The OP asked a simple question that was answered by the 2 people that posted replies. It was probably closed so the thread did not get out of control and contain incorrect or misleading information. You suggested getting the person that is not fishing a one day license to remove all doubt. There was not doubt about needing a license. Your answer would have confused the issue. I had nothing to do with closing the thread or deleting your post. I am not a moderator.


----------



## toto (Feb 16, 2000)

So, basically giving ideas is discouraged in this forum. I can't see where someone could get confused by and idea such as I submitted. But whatever, I'm only a lonely peon, and not a law official.


----------



## zeeke33 (Feb 7, 2009)

It's the LAW forum, not suggestions. ideas and opinions. That's the problem, to many nonfactual posts and opinions are given when people are looking for factual, law based answers.
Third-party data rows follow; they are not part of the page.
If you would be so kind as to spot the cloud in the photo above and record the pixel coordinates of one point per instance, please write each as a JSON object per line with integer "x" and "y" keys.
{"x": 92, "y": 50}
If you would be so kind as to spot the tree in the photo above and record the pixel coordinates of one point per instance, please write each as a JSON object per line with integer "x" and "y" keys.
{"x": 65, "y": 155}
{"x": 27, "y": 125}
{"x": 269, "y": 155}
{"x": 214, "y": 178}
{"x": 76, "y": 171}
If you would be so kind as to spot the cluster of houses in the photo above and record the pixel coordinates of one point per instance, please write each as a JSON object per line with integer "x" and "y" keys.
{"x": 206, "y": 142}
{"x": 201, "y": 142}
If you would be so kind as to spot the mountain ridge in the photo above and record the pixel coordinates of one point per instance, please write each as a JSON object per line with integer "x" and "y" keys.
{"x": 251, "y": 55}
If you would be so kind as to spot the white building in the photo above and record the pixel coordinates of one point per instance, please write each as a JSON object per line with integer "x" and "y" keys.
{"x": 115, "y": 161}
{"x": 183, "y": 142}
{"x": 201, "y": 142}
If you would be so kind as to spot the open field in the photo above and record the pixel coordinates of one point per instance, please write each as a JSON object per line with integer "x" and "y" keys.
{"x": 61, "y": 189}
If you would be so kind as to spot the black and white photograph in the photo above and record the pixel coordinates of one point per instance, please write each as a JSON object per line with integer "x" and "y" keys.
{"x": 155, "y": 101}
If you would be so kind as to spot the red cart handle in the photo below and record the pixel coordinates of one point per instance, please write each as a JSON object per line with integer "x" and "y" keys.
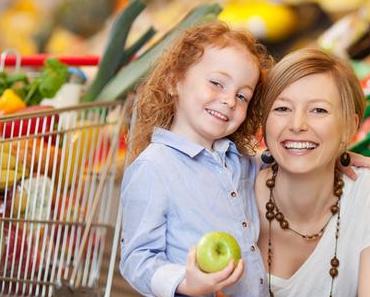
{"x": 38, "y": 60}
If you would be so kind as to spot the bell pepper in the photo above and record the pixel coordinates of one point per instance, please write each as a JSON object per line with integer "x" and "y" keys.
{"x": 10, "y": 102}
{"x": 13, "y": 128}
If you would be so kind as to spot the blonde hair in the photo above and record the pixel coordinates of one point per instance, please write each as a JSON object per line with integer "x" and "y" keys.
{"x": 308, "y": 61}
{"x": 156, "y": 101}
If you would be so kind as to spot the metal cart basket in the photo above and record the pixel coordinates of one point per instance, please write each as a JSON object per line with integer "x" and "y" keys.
{"x": 55, "y": 179}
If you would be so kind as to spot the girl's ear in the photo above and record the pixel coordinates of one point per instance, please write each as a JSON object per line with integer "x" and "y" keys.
{"x": 355, "y": 123}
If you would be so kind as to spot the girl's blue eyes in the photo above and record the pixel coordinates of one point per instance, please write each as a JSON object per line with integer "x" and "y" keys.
{"x": 241, "y": 97}
{"x": 216, "y": 83}
{"x": 314, "y": 110}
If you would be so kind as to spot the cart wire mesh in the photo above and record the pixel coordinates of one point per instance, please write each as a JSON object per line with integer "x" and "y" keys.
{"x": 50, "y": 166}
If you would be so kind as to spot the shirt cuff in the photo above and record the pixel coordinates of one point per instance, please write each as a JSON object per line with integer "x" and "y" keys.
{"x": 166, "y": 280}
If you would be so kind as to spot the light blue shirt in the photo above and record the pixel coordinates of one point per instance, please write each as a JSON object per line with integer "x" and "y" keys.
{"x": 174, "y": 193}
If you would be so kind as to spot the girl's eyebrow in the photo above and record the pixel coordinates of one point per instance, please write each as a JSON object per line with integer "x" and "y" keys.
{"x": 313, "y": 100}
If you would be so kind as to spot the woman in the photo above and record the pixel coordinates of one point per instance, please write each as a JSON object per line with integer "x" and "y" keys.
{"x": 315, "y": 236}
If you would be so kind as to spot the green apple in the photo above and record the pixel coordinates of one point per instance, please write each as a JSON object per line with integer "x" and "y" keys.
{"x": 215, "y": 250}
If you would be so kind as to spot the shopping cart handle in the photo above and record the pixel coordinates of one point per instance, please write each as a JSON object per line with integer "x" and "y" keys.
{"x": 38, "y": 60}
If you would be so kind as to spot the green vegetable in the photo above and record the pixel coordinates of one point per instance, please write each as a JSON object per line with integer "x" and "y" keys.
{"x": 114, "y": 56}
{"x": 53, "y": 76}
{"x": 129, "y": 76}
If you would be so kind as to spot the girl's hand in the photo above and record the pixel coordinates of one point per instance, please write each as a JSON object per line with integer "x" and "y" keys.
{"x": 220, "y": 294}
{"x": 197, "y": 283}
{"x": 357, "y": 160}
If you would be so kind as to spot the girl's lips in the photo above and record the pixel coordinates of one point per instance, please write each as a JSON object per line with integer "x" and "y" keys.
{"x": 217, "y": 114}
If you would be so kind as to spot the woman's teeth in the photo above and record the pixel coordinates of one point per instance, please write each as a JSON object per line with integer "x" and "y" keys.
{"x": 217, "y": 115}
{"x": 300, "y": 145}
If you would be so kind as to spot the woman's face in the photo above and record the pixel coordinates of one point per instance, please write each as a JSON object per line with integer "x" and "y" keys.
{"x": 304, "y": 129}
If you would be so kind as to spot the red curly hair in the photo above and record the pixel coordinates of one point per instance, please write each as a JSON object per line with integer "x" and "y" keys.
{"x": 156, "y": 103}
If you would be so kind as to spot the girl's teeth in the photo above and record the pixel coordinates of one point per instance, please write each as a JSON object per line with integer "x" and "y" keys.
{"x": 217, "y": 114}
{"x": 300, "y": 145}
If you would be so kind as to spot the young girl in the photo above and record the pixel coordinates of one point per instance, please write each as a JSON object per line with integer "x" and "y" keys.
{"x": 186, "y": 178}
{"x": 315, "y": 233}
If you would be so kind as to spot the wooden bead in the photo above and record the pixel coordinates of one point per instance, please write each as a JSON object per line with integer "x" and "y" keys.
{"x": 339, "y": 183}
{"x": 284, "y": 224}
{"x": 270, "y": 215}
{"x": 279, "y": 216}
{"x": 334, "y": 209}
{"x": 333, "y": 272}
{"x": 338, "y": 192}
{"x": 334, "y": 262}
{"x": 270, "y": 206}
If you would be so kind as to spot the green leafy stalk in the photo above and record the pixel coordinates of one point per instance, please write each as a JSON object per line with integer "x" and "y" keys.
{"x": 128, "y": 77}
{"x": 113, "y": 53}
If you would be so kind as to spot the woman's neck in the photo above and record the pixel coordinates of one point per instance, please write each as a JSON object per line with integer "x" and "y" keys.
{"x": 304, "y": 198}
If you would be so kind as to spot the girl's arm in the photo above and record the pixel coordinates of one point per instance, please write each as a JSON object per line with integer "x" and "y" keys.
{"x": 198, "y": 283}
{"x": 144, "y": 263}
{"x": 364, "y": 274}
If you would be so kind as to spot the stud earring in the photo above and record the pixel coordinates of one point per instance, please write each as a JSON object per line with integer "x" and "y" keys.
{"x": 345, "y": 159}
{"x": 266, "y": 157}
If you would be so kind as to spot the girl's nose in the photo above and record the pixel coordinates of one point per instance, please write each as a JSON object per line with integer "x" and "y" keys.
{"x": 229, "y": 99}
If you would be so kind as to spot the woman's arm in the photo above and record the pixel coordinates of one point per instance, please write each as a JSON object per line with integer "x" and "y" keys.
{"x": 364, "y": 274}
{"x": 198, "y": 283}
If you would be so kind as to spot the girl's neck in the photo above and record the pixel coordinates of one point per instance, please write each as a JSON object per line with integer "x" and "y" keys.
{"x": 304, "y": 197}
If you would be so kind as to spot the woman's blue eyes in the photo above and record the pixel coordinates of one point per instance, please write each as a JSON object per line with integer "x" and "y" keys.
{"x": 281, "y": 109}
{"x": 314, "y": 110}
{"x": 319, "y": 110}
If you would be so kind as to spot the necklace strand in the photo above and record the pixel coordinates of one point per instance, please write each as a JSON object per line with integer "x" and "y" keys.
{"x": 273, "y": 212}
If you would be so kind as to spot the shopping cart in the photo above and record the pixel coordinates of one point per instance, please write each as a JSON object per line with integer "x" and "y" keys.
{"x": 56, "y": 177}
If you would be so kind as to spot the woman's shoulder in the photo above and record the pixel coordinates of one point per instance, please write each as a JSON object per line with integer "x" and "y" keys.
{"x": 359, "y": 189}
{"x": 363, "y": 178}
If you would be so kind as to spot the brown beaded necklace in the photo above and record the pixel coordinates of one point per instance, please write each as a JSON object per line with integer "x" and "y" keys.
{"x": 273, "y": 212}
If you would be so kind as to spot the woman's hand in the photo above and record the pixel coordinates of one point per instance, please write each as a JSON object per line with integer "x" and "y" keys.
{"x": 357, "y": 160}
{"x": 364, "y": 274}
{"x": 197, "y": 283}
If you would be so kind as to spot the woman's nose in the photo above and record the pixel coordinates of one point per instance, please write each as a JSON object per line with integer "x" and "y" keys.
{"x": 298, "y": 122}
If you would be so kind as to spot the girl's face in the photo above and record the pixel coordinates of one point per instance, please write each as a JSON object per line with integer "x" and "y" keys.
{"x": 214, "y": 94}
{"x": 304, "y": 129}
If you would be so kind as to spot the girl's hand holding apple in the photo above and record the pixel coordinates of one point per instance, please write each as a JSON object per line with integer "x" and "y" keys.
{"x": 197, "y": 282}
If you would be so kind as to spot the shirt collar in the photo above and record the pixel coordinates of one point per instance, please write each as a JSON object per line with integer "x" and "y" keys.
{"x": 178, "y": 142}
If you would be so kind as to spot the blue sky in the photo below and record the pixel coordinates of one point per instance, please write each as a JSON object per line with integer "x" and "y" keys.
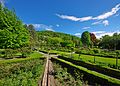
{"x": 70, "y": 16}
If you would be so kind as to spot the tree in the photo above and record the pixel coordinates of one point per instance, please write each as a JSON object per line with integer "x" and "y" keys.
{"x": 12, "y": 33}
{"x": 85, "y": 38}
{"x": 33, "y": 35}
{"x": 93, "y": 39}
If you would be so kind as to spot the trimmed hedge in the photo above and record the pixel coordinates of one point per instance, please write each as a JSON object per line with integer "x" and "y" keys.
{"x": 91, "y": 76}
{"x": 107, "y": 71}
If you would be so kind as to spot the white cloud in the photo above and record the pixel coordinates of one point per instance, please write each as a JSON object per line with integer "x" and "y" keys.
{"x": 108, "y": 14}
{"x": 2, "y": 2}
{"x": 117, "y": 15}
{"x": 77, "y": 34}
{"x": 73, "y": 18}
{"x": 57, "y": 25}
{"x": 96, "y": 23}
{"x": 99, "y": 34}
{"x": 43, "y": 27}
{"x": 105, "y": 22}
{"x": 100, "y": 17}
{"x": 49, "y": 29}
{"x": 85, "y": 27}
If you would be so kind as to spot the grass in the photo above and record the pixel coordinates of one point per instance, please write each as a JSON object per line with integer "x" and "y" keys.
{"x": 22, "y": 71}
{"x": 102, "y": 61}
{"x": 102, "y": 76}
{"x": 63, "y": 78}
{"x": 33, "y": 55}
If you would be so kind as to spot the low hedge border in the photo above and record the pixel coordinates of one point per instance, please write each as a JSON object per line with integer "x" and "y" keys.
{"x": 92, "y": 76}
{"x": 107, "y": 71}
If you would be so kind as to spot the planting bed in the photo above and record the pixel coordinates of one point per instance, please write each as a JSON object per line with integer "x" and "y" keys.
{"x": 93, "y": 78}
{"x": 22, "y": 72}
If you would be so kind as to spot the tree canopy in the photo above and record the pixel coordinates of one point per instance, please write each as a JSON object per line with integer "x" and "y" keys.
{"x": 12, "y": 32}
{"x": 85, "y": 38}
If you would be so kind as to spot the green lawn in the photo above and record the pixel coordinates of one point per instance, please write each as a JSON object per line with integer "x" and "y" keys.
{"x": 22, "y": 71}
{"x": 103, "y": 61}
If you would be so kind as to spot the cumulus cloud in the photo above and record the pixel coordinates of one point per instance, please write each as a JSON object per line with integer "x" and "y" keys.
{"x": 99, "y": 34}
{"x": 73, "y": 18}
{"x": 108, "y": 14}
{"x": 57, "y": 25}
{"x": 96, "y": 23}
{"x": 104, "y": 22}
{"x": 2, "y": 2}
{"x": 49, "y": 29}
{"x": 77, "y": 34}
{"x": 85, "y": 27}
{"x": 43, "y": 27}
{"x": 99, "y": 17}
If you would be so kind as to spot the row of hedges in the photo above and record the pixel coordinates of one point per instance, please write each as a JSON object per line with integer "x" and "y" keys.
{"x": 91, "y": 76}
{"x": 22, "y": 72}
{"x": 34, "y": 55}
{"x": 107, "y": 71}
{"x": 91, "y": 52}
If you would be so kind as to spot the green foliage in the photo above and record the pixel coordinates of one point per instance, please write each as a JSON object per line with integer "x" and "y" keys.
{"x": 23, "y": 73}
{"x": 93, "y": 73}
{"x": 110, "y": 42}
{"x": 33, "y": 36}
{"x": 9, "y": 53}
{"x": 85, "y": 38}
{"x": 12, "y": 32}
{"x": 56, "y": 40}
{"x": 66, "y": 79}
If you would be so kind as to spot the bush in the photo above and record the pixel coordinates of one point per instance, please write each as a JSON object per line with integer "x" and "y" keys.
{"x": 9, "y": 53}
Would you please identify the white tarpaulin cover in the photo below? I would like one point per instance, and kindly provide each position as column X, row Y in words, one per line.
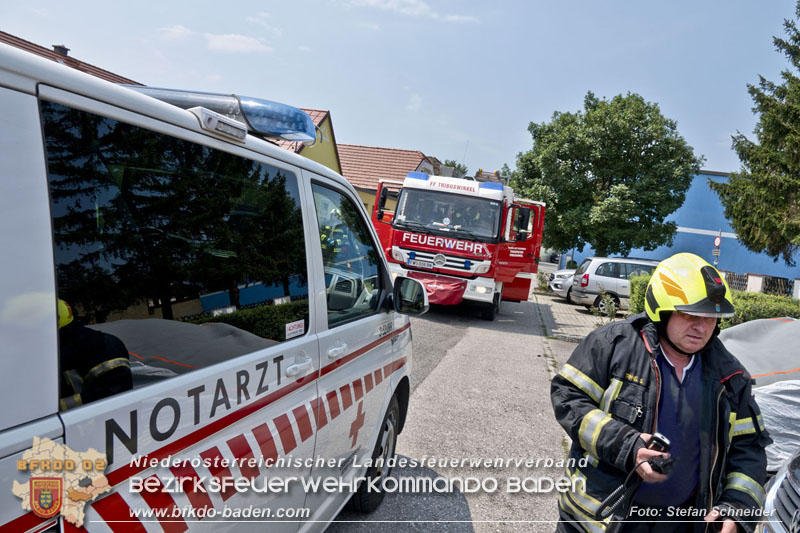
column 770, row 350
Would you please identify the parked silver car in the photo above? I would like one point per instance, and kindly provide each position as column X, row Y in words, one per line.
column 610, row 275
column 561, row 283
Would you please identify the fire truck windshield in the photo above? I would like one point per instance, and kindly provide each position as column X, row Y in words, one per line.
column 468, row 217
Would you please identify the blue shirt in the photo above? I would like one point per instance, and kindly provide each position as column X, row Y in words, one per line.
column 679, row 420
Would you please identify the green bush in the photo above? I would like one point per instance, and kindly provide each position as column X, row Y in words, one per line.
column 749, row 305
column 267, row 321
column 638, row 288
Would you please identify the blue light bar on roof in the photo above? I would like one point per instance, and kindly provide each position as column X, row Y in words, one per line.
column 267, row 118
column 417, row 175
column 279, row 120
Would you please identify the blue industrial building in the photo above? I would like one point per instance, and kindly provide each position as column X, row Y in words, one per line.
column 699, row 220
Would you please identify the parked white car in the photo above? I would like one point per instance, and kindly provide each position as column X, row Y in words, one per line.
column 561, row 283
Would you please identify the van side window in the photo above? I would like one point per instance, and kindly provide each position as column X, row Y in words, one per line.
column 169, row 255
column 350, row 259
column 609, row 270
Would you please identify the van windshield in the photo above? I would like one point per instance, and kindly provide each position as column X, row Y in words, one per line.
column 467, row 217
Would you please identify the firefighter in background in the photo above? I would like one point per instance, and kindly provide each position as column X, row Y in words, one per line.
column 666, row 371
column 94, row 364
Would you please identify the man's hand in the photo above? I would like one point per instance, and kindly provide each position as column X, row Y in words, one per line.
column 645, row 471
column 728, row 526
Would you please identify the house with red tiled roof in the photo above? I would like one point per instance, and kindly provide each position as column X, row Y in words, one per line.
column 322, row 151
column 364, row 166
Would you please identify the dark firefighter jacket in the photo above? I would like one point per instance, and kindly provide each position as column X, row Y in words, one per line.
column 607, row 394
column 94, row 365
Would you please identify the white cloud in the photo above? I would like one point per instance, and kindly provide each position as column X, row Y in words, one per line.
column 235, row 43
column 261, row 19
column 414, row 103
column 461, row 19
column 176, row 33
column 412, row 8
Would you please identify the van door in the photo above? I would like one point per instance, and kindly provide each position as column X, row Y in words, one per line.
column 28, row 358
column 190, row 352
column 356, row 348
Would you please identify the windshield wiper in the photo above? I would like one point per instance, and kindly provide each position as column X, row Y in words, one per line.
column 414, row 224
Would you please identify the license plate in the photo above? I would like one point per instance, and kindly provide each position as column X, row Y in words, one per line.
column 421, row 264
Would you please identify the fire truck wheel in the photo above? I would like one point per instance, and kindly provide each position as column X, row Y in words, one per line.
column 491, row 310
column 364, row 500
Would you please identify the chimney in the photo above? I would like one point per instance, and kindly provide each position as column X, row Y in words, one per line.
column 61, row 49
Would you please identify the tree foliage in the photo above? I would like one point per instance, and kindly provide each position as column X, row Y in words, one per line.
column 610, row 175
column 762, row 200
column 460, row 167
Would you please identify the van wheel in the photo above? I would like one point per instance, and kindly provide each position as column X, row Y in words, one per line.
column 366, row 501
column 601, row 305
column 491, row 310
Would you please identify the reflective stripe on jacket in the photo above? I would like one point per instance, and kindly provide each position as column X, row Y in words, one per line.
column 607, row 394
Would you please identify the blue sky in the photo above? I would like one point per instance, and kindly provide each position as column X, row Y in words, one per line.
column 455, row 79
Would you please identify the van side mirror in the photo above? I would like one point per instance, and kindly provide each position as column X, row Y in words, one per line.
column 409, row 296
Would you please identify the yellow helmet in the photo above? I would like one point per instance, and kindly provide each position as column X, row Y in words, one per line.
column 686, row 283
column 64, row 313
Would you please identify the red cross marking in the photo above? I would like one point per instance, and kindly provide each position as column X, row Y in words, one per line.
column 357, row 424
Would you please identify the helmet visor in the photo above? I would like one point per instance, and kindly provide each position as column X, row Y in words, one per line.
column 707, row 308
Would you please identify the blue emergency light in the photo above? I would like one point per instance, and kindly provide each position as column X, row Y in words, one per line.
column 264, row 117
column 417, row 175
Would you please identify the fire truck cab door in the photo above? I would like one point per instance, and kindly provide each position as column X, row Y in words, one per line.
column 517, row 253
column 383, row 213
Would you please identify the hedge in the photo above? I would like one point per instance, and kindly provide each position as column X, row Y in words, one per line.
column 749, row 305
column 267, row 321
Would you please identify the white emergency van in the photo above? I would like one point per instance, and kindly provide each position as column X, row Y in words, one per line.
column 196, row 324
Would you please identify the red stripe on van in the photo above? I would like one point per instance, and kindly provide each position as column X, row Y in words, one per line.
column 216, row 468
column 347, row 400
column 333, row 403
column 318, row 408
column 265, row 441
column 358, row 389
column 303, row 424
column 244, row 455
column 198, row 499
column 286, row 433
column 162, row 501
column 112, row 508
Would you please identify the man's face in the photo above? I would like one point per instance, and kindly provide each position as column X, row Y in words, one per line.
column 690, row 333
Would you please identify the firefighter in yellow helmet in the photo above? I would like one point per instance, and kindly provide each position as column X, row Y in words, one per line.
column 663, row 371
column 94, row 364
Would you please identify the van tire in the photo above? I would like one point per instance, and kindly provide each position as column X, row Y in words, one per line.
column 366, row 501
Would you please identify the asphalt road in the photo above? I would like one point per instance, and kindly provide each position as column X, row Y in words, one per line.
column 481, row 392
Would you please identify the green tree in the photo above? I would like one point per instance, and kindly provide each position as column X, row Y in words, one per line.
column 610, row 175
column 762, row 200
column 460, row 167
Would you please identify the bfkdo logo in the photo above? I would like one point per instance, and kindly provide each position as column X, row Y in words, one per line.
column 46, row 496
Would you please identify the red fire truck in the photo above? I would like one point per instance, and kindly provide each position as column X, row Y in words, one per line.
column 464, row 240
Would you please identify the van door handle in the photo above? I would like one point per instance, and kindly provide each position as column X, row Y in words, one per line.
column 337, row 351
column 299, row 368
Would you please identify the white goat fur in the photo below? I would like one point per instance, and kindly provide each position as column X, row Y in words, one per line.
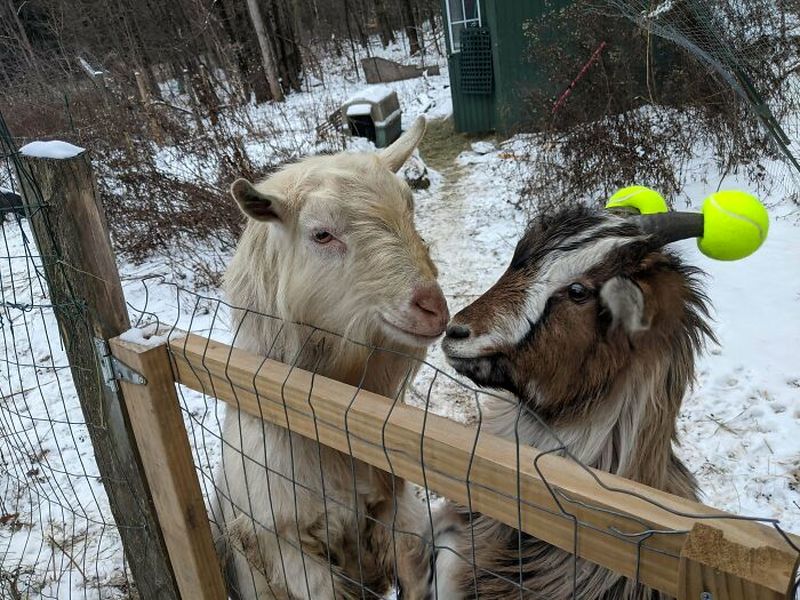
column 277, row 272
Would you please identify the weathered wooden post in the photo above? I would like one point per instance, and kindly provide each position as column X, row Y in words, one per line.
column 69, row 226
column 156, row 420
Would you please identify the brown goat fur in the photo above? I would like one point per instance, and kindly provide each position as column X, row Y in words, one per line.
column 595, row 331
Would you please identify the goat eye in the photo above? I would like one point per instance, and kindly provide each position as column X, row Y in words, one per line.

COs are not going to give a bit of consideration to what people think the law should be or how they interpret it or what Uncle Louie and the guy at the camp ground said. The best intentioned post can cause problems when it's not fact based.


----------



## toto (Feb 16, 2000)

I understand that completely, but that wasn't my point on the post I mentioned. Hey whatever.


----------



## malainse (Sep 2, 2002)

As the above stated, (thanks guys)this is the Law Forum. We try and keep it directly to the question and answer. There are times when an opinion is added but, that is because sometimes the answer is not clear. 

Please do not take it personal as we delete a lot of posts in this forum everyday. Most of the time if I see a good debate about a topic I will move it to another forum. 

Any further issues feel free to send me a PM.


----------